Axe Honesty First: SIC Rosemary Agnew broke Data Protection Act THE high-powered watchdog responsible for promoting and enforcing Scotland’s freedom of information laws has issued an unreserved apology to a retired Borders journalist after admitting three breaches of the Data Protection Act (DPA).
But the Scottish Information Commissioner (SIC) will not be hit with any form of punishment after an investigation by the England-based Information Commissioner (IC) concluded there was no need for further action.
A second complaint against the SIC by former Scotsman reporter Bill Chisholm, from Jedburgh, that the Commissioner - Rosemary Agnew released around 200 pages of personal correspondence to a Freedom of Information (FOI) requester without asking his permission and without even consulting him was not upheld.
Earlier this year Mr Chisholm submitted Petition PE1512 Amendments to the Freedom of Information Scotland Act 2002 to the Scottish Parliament seeking an addition to the Freedom of Information Scotland Act (FOISA) which would force councils and other public authorities to provide “honest and accurate” responses to requests for information.
But the petition met stiff opposition from Ms Agnew’s office and from the Scottish Government. They both claimed there was no need for amended legislation, and in any case Mr Chisholm’s proposals would be “unworkable”.
Last week MSPs on the Public Petitions Committee agreed unanimously to close down Mr Chisholm’s petition which means it will receive no further consideration.
While his petition was still “live” Mr Chisholm decided not to disclose details of the SIC’s triple breach of the Data Protection Act which occurred earlier this year.
Ms Agnew, who gave evidence to the Petitions Committee in May, received a FOI request asking for copies of all documents and email exchanges relating to Mr Chisholm’s petition. The extensive collection of correspondence was released by the SIC, and the contents were subsequently published on an internet website.
But in providing the information to the requester Ms Agnew’s office failed to redact Mr Chisholm’s email address from three separate documents, thereby committing clear breaches of the Data Protection regulations.
Before lodging a complaint with the SIC Mr Chisholm rang the Information Commissioner’s Helpline to ask for their opinion and advice. He said: “At this stage I did not identify the SIC as the offender. I was told several times by the person who took my call that the public authority concerned had no right to release any information without contacting me first. I was advised to seek an explanation before asking for an investigation.”
The SIC subsequently carried out its own internal enquiry which confirmed the three breaches of the Data Protection Act but dismissed the rest of the complaint.
Margaret Keyse, Head of Enforcement at the SIC told Mr Chisholm in a written decision: “I examined the information we disclosed and what we told the requester. It was clear from the response that we intended to withhold your email address, because it was your personal data and because we considered that disclosure would breach the DPA. We redacted it in most places where it appeared but, through a clerical error, we failed to redact it in three places.
“I am very sorry that this has happened and apologise unreservedly for any distress this has caused you.
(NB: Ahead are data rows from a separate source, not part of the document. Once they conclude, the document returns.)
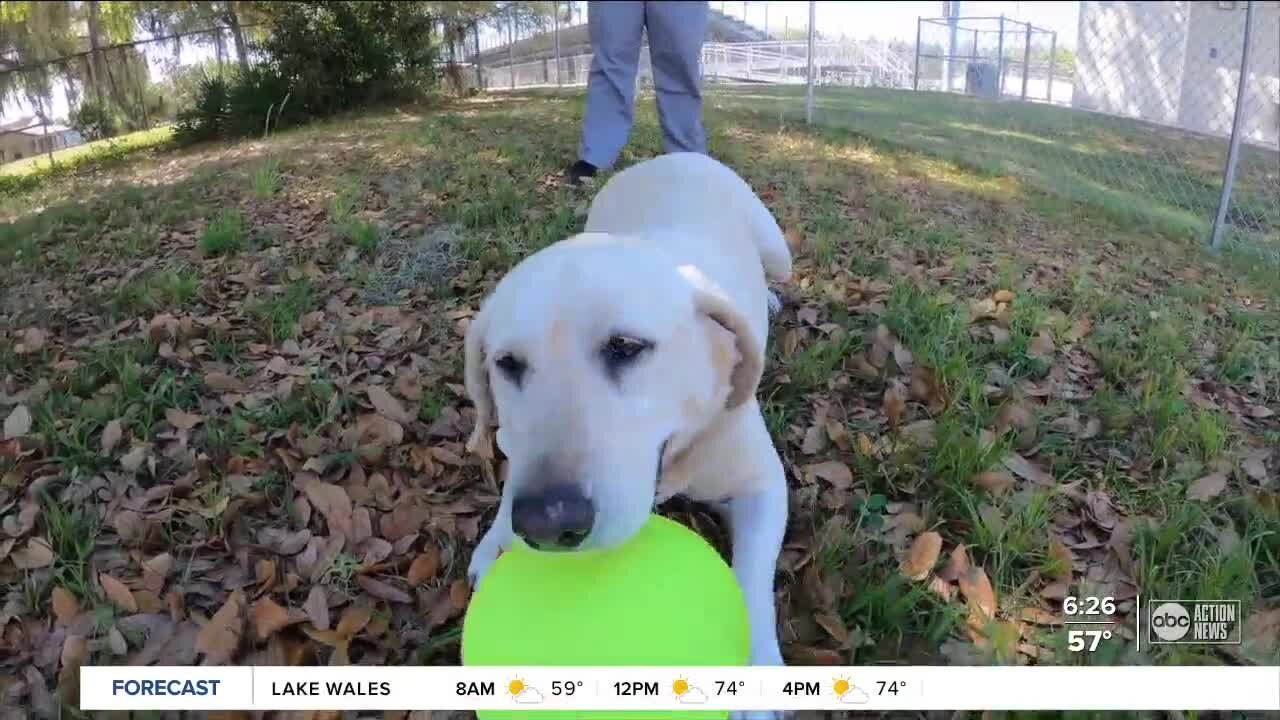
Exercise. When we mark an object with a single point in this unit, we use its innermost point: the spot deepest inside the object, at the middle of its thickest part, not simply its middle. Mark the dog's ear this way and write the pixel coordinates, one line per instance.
(741, 347)
(476, 378)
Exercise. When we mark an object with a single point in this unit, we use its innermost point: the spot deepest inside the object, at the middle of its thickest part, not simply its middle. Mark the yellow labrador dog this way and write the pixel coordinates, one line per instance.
(620, 367)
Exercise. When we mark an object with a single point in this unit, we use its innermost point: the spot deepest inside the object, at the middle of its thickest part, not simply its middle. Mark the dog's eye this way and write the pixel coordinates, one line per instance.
(511, 367)
(621, 350)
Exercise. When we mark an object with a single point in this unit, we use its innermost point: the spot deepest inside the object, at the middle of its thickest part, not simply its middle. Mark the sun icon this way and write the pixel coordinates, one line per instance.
(515, 687)
(841, 686)
(680, 687)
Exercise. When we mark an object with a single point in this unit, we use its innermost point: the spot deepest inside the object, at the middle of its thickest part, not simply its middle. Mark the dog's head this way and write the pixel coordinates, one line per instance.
(592, 358)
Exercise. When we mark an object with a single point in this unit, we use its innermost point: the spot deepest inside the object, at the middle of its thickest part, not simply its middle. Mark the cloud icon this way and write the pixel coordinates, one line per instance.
(854, 696)
(693, 696)
(529, 696)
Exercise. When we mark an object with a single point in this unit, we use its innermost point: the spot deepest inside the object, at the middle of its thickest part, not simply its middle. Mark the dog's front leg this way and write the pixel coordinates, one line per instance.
(494, 541)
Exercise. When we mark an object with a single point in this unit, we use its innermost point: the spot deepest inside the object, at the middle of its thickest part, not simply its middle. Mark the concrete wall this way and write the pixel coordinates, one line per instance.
(1178, 64)
(1214, 46)
(1129, 59)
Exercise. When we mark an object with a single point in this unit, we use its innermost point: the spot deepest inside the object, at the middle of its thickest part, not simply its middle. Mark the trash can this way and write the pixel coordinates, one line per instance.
(982, 80)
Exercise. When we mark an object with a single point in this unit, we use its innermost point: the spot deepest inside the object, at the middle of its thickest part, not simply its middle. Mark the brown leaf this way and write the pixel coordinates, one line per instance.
(220, 636)
(978, 592)
(958, 564)
(1079, 331)
(1024, 469)
(222, 383)
(923, 556)
(387, 405)
(333, 502)
(996, 482)
(268, 618)
(353, 619)
(318, 607)
(112, 434)
(1042, 346)
(155, 570)
(64, 604)
(425, 566)
(18, 423)
(383, 591)
(892, 404)
(182, 419)
(118, 593)
(832, 472)
(1207, 487)
(33, 555)
(1061, 560)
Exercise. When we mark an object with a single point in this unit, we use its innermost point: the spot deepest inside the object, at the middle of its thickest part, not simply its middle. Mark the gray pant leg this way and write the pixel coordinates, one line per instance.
(615, 28)
(676, 33)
Although the accidental disclosure was the result of a clerical error rather than procedural failure, the Scottish Information Commissioner will also reflect on this and incorporate any lessons learned in the review of our internal procedures for responding to information requests.”
Mr Chisholm was not satisfied with the outcome of the SIC investigation, and referred the case to the ICO for their consideration.
In their decision notice, sent to Mr Chisholm at the weekend, the ICO’s Lead Case Officer Rachel Webster said: “Given that your email address should have been withheld it appears unlikely that the SIC has complied with the Data Protection Act 1998. In particular it appears that the SIC has contravened the First Principle by disclosing your email address.
“The SIC has explained in their response the changes they have made to their procedures to try and prevent any future reoccurrence of this problem. I am satisfied at the changes they have made and do not anticipate taking any further action at this time.”
But Ms Webster went on to say that the SIC had not broken FOI rules by passing the 200 pages of correspondence to the requester.
She wrote: “It appears from the information provided that the personal data released by the SIC was limited. As such it is likely in this case given that some of your personal data was already in the public domain as a result of your petition and that the SIC believed it was in the legitimate interests of the requester to be provided with the information that contained your personal data, in our view, it was reasonable for this to be released.
Commenting on the outcome Mr Chisholm said: “The advice I was given by the ICO in June appears to have been flawed or plain wrong. I maintain that the SIC had no right to issue correspondence I had with them without even having the courtesy to inform me beforehand.
“The decision by the ICO to take no further action simply emphasises the point I was trying to make via my petition. Public authorities can flout FOISA or breach the DPA without fear of punishment. The entire system lacks credibility, but there are too many vested interests to allow any strengthening of the law.”